次回22回公判は平成20年11月4日(火曜日)の10:30から千葉地裁405法廷で開催され、原告の証人尋問が行なわれます。 当日裁判前に宣伝行動が予定されておりますので、9:30までに裁判所前に集合下さい。

第23回公判は、平成21年1月16日(金曜日)の10:00から同法廷で最終弁論が行なわれる予定です。
是非多数の方の傍聴による裁判所への無言の訴えと原告弁護団に対する応援を一人でも多くの皆さんにお願いいたします。
 

平成20年9月19日第21回公判

ふなしん出資金返還訴訟の第21回公判が平成20年9月19日千葉地方裁判所405号法廷で10:30から開催されました。

今回は二件の議題が有りました。まず、ふなしんに対する理事会の議事録提出命令が却下されました。 次に原告(田中)の証人尋問が承認され、最終弁論までの日程が決まりました。
 

 平成20年7月11日第20回公判

ふなしん出資金返還訴訟の第20回公判が平成20年7月11日千葉地方裁判所405号法廷で13:15から開催されました。

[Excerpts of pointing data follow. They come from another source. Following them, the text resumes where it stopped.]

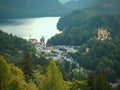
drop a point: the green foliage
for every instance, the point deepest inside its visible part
(53, 79)
(27, 67)
(102, 55)
(98, 82)
(12, 47)
(79, 85)
(4, 74)
(79, 27)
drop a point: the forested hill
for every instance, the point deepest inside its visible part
(37, 8)
(81, 28)
(82, 24)
(13, 48)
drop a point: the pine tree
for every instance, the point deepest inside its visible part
(27, 67)
(4, 74)
(53, 79)
(101, 82)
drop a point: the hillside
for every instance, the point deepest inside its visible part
(13, 48)
(81, 28)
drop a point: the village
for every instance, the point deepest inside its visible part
(56, 52)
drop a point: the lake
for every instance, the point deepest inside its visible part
(32, 27)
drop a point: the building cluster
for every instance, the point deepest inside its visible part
(56, 52)
(102, 34)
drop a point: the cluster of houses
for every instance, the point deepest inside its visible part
(56, 52)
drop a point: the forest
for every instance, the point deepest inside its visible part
(21, 69)
(99, 65)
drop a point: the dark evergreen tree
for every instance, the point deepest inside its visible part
(27, 66)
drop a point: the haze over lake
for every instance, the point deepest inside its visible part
(34, 27)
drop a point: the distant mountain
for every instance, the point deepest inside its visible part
(36, 8)
(81, 25)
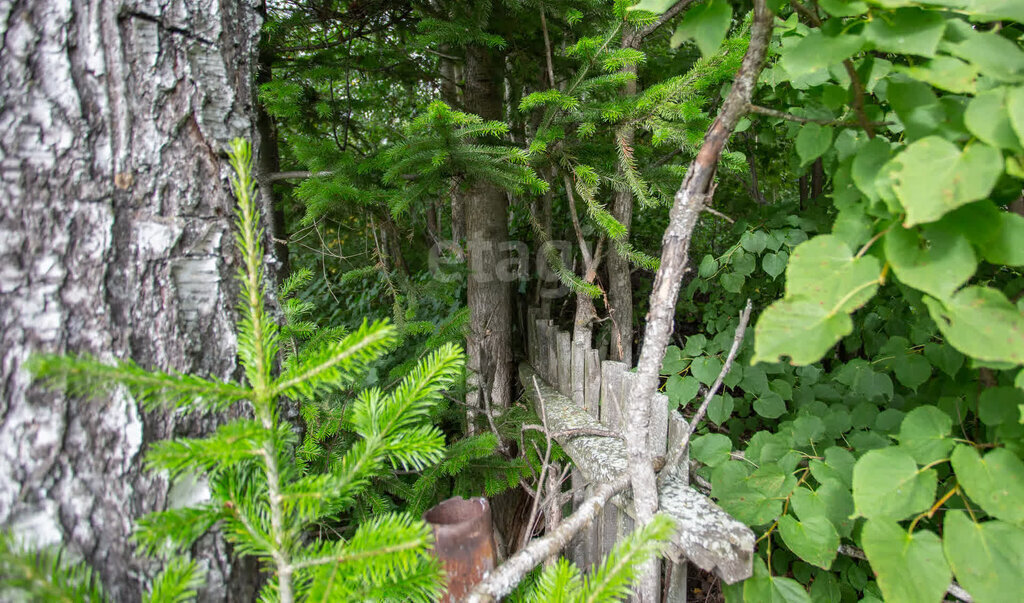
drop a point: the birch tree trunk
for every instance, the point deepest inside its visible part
(115, 240)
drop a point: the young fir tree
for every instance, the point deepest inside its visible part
(264, 504)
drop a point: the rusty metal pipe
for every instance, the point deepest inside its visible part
(463, 542)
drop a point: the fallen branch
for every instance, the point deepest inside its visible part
(504, 578)
(954, 589)
(577, 432)
(772, 113)
(715, 212)
(679, 449)
(693, 195)
(293, 175)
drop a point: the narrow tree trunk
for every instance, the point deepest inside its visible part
(817, 179)
(489, 352)
(450, 94)
(268, 162)
(115, 240)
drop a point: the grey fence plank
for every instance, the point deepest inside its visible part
(592, 389)
(707, 534)
(564, 343)
(578, 376)
(531, 336)
(552, 345)
(542, 347)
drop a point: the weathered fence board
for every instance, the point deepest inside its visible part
(706, 534)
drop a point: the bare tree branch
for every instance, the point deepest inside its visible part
(293, 175)
(756, 109)
(678, 450)
(692, 197)
(504, 578)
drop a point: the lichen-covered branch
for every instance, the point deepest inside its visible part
(693, 195)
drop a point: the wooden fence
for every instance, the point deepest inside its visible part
(582, 392)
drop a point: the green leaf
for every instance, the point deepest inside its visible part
(918, 108)
(997, 405)
(981, 322)
(732, 282)
(925, 433)
(770, 405)
(764, 588)
(817, 51)
(987, 117)
(814, 540)
(936, 261)
(944, 356)
(996, 10)
(706, 369)
(674, 361)
(720, 408)
(912, 370)
(807, 430)
(934, 177)
(695, 345)
(812, 141)
(907, 31)
(887, 484)
(772, 480)
(655, 6)
(712, 449)
(1003, 246)
(824, 270)
(1015, 110)
(774, 263)
(705, 24)
(839, 505)
(681, 389)
(709, 265)
(995, 482)
(987, 558)
(729, 486)
(910, 568)
(992, 54)
(945, 73)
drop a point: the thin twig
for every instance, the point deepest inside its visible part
(547, 48)
(757, 109)
(694, 194)
(293, 175)
(680, 449)
(858, 86)
(577, 432)
(954, 589)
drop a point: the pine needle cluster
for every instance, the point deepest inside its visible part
(262, 501)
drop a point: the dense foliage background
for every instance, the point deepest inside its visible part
(869, 204)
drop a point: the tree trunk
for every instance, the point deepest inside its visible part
(115, 240)
(489, 351)
(450, 94)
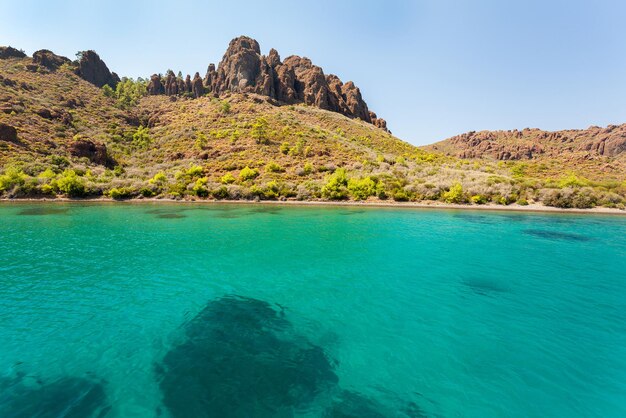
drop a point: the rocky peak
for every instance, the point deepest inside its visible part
(295, 80)
(49, 59)
(7, 52)
(92, 69)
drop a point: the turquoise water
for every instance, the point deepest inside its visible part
(132, 310)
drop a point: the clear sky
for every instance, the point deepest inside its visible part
(432, 68)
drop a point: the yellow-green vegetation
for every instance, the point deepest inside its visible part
(245, 147)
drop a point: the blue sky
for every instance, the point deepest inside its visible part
(432, 68)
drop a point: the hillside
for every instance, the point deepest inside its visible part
(596, 153)
(258, 127)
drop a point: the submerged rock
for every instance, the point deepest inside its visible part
(241, 358)
(68, 397)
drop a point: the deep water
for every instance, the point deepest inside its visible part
(177, 310)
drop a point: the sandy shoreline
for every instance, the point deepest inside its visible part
(374, 204)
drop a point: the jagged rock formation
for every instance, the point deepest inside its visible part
(196, 86)
(295, 80)
(49, 59)
(91, 68)
(530, 144)
(7, 52)
(155, 86)
(95, 152)
(8, 133)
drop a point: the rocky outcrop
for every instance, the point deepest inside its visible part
(95, 152)
(296, 80)
(155, 86)
(8, 133)
(197, 87)
(49, 59)
(92, 69)
(528, 144)
(7, 52)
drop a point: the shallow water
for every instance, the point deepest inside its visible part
(122, 310)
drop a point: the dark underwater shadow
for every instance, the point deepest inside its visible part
(42, 211)
(269, 209)
(477, 219)
(171, 216)
(556, 235)
(483, 286)
(241, 357)
(68, 397)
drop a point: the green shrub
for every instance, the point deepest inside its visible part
(479, 199)
(361, 189)
(12, 178)
(128, 92)
(248, 173)
(455, 194)
(227, 178)
(70, 184)
(336, 186)
(159, 179)
(401, 196)
(120, 193)
(259, 131)
(225, 107)
(221, 193)
(199, 188)
(147, 192)
(573, 181)
(273, 167)
(141, 137)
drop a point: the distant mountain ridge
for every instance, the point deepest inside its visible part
(532, 144)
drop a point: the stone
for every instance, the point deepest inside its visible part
(49, 59)
(92, 69)
(197, 86)
(155, 86)
(95, 152)
(8, 133)
(238, 70)
(7, 52)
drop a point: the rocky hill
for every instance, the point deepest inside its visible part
(258, 127)
(529, 144)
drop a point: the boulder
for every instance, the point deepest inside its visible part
(49, 59)
(155, 86)
(240, 66)
(197, 87)
(7, 52)
(95, 152)
(8, 133)
(92, 69)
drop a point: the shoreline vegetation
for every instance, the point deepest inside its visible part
(533, 207)
(66, 135)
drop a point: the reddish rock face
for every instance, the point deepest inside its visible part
(49, 59)
(296, 80)
(92, 69)
(197, 87)
(155, 86)
(239, 67)
(95, 152)
(7, 52)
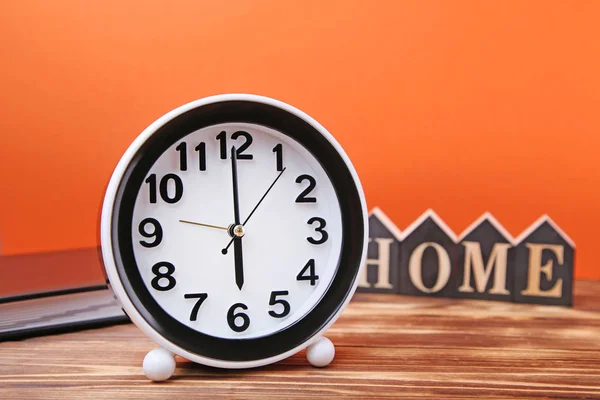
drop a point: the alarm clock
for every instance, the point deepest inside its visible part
(233, 231)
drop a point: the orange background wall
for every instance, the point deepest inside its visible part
(461, 106)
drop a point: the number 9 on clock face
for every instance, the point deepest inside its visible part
(233, 229)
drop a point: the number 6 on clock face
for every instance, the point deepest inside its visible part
(230, 230)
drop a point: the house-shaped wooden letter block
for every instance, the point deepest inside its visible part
(428, 258)
(380, 274)
(485, 268)
(544, 265)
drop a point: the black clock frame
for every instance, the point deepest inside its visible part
(352, 228)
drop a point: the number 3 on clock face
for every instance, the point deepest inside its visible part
(297, 223)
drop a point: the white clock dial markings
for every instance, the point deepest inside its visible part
(286, 222)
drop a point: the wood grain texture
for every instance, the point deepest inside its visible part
(387, 346)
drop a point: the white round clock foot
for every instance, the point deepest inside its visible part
(321, 352)
(159, 365)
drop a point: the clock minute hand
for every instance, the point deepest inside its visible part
(238, 230)
(224, 251)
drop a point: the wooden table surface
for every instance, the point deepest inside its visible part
(387, 346)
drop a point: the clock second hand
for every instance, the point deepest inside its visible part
(224, 251)
(206, 225)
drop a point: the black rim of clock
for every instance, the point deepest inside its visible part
(352, 227)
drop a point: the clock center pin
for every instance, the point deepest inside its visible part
(237, 231)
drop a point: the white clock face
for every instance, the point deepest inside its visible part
(285, 249)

今回は原告と元行員、元理事の尋問が行なわれました。原告と元行員は出資金のリスク説明で対立し、元理事の証言は、破綻の要素は無かったが国策により破綻を強いられた旨責任回避に終始し原告や国側からの反対尋問にもまともな返答はありませんでした。
 

 

 

ふなしん被害対策弁護団ニュースは
こちら ↓からご覧いただけます。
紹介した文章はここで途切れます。